Santissima Trinidad Parish

In 1795 the Loay was separated from Loboc to which it belonged as a visita. Other authorities give 1815 as the foundation date. The church complex is built on a plateau facing the sea and near the mouth of the Loboc River. A flight of stairs connects the church complex to the rest of the town located below the hill. The vehicular entrance to the complex is via the road to Loboc.

Heritage Features: The church is cruciform, has two facades: the older is decorated with low relief and the newer was apparently completed in the 20th century as its upper register is in reinforced concrete. The whole is surmounted by cement statues depicting the virtues. The bell tower is a separate structure built at a short distance from the church. Like many Bohol churches the interior is painted with trompe o'eil and with Biblical scenes. The altars are in the Neoclassical style.

Loay Plaza Complex

Many towns have lost their Spanish colonial plaza.
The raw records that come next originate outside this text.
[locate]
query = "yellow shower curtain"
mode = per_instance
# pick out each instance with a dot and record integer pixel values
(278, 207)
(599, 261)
The attrition started during the first half of the 20th century, when the American colonial government decided to divide the open space between church and civil government, and when it laid out thoroughfares which separated the church from the open space in front of it. Subsequently, plazas were landscaped, decorative elements added to them, and some of the open space given to basketball and tennis courts, band stands, and other amenities. To find them a good sized open space with no pretensions at being over decorated or landscaped, just a simple stretch of grass, is to catch a glimpse of a townscape more than a hundred years ago. Loay still has such a plaza.

Flanking the plaza are two coral stone buildings. A one story building is being used by the public school, while directly opposite it, a two-story building has been cleared after being useds the school's storage space. These building were once the escuela pia, established in the 19th century to answer the need for education. Both are plainly designed, sedate and classical in temper. The buildings are bereft of ornamentation except for emblem of the Virgin Mary on the two story structure. This building was apparently renovated a later date because a balcony has been added behind the building. The diocese of Tagbilaran is in the process of converting this building into the archdiocesan archives to house papers and church documents from the Spanish period. The documents will come from the 38 parishes that comprise the diocese.

Clarin House

At the foot of the hill where the church is located is the ancestral house of the Clarin family. A bahay na bato built of rubble and molave, the house contains memorabilia of the Clarins, one of the leading political families of Bohol. Permission is needed to enter the house.